If you're one of the approximately 65 million Americans in low-paid service jobs, getting a share of that economic prosperity may be unbearably difficult. Jobs may be plentiful, but finding one that pays better than your current gig is much more rare than commonly believed, according to new research paper from the Federal Reserve Bank of New York.
"If you start in one of those low-wage occupations, you have a higher probability of becoming unemployed than moving up the career ladder," said Todd Gabe, a co-author of the paper, titled "Can Low-Wage Workers Get Better Jobs?"
The answer seems to be, "With extreme difficulty."
The authors looked at 175,000 workers in so-called low-quality jobs -- with low pay, unpredictable scheduling and few or no benefits -- and examined how those people's jobs changed over a six-year period ending in 2017. Of this group, only 5.2 percent were in a higher-paying job one year later, the authors found. By contrast, more than 10 percent left the workforce and 6.7 percent became unemployed.
In other words, a low-wage worker was three times more likely to stop working altogether than to move to a better job in a given year.
Among those who did move from low-wage to higher-wage work, some common threads appeared. Typical jobs they upgraded to included work as nursing aides, customer service representatives, administrative assistants or wholesale and manufacturing sales. None of the "better" jobs typical for workers leaving low-wage work were in production, the paper notes.
The single most common "better" job that low-wage workers moved into was truck driving. About one in 300 made this move. That's in line with other research that has found some kind of truck driving a common "opportunity job," paying around the national average and accessible to people without college degrees. Other opportunity jobs included clerks, automotive technicians and repair workers.
Those who had a four-year college degree and were younger were also more likely to move into higher-paid work than their peers. "Don't underestimate the value of getting an education," Gabe said.
These findings directly contradict the rosy discussion of today's job market. Those who favor minimal regulation and oppose raising wages for service jobs often say such jobs are short-term and entry-level, providing workers with a first step on the ladder up job mobility.
The New York Fed study's authors say, "If low-wage jobs are simply a stepping stone to higher-quality jobs, then the problem of low-wage work can be solved via the labor market." But, they added, "If, on the other hand, people tend to get trapped in low-wage jobs that are difficult to escape, then some more proactive policies may be warranted."

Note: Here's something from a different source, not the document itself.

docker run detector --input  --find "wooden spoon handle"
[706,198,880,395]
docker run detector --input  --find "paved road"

However, proactive policies don't seem to be coming. Instead, public policy is pushing more people into the workforce while rescinding many protections working people have previously enjoyed.

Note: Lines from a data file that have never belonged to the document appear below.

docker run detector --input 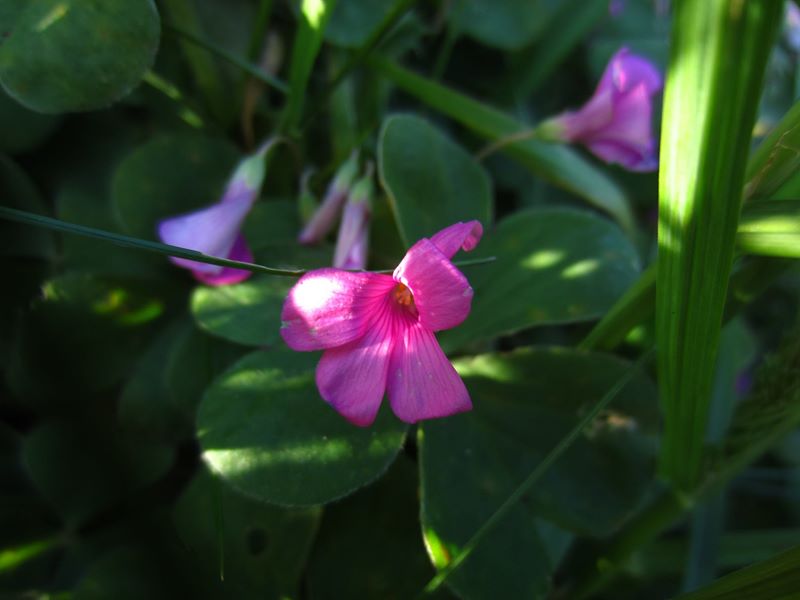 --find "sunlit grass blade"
[656,0,782,489]
[164,23,289,94]
[281,0,336,133]
[580,200,800,350]
[736,200,800,258]
[421,349,653,597]
[0,537,61,574]
[676,547,800,600]
[0,206,305,277]
[162,0,232,122]
[369,56,633,231]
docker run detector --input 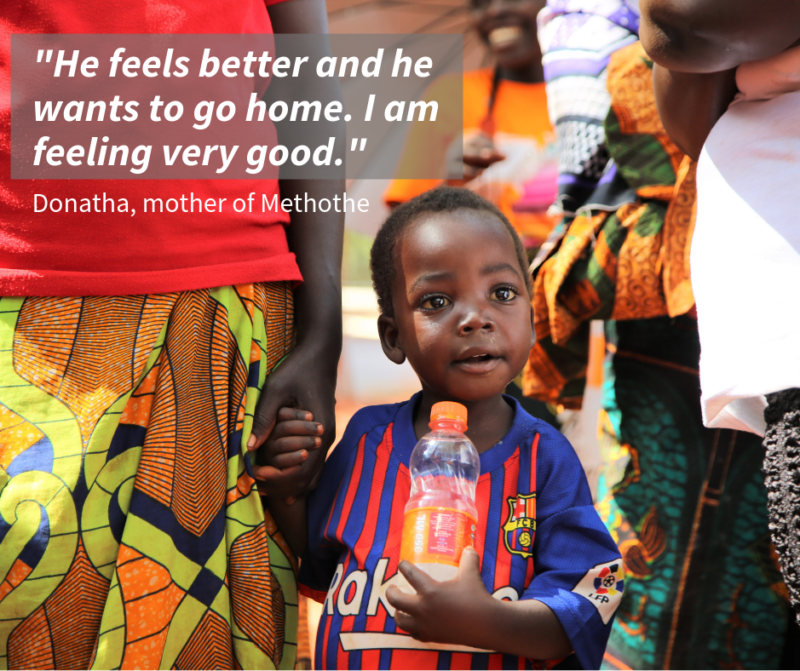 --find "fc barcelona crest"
[503,492,536,559]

Still, the role of low-paid work in the U.S. is important. Nine years after the Great Recession began, the largest and fastest-growing sector of the economy is in low-paid, "service class" jobs.

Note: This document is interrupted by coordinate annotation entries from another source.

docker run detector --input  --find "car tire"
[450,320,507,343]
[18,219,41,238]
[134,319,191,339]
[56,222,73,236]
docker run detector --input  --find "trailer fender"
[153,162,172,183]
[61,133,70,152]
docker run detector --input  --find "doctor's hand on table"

Labor advocates and some academics have argued that rolling back economic polarization requires upgrading the jobs at the very bottom. As Richard Florida, a co-author of the New York Fed paper, said in another paper he co-wrote: "The only way to create a large number of family-supporting jobs that will rebuild the middle class is by upgrading the millions of precarious, low-skill, and low-wage service class jobs we already have."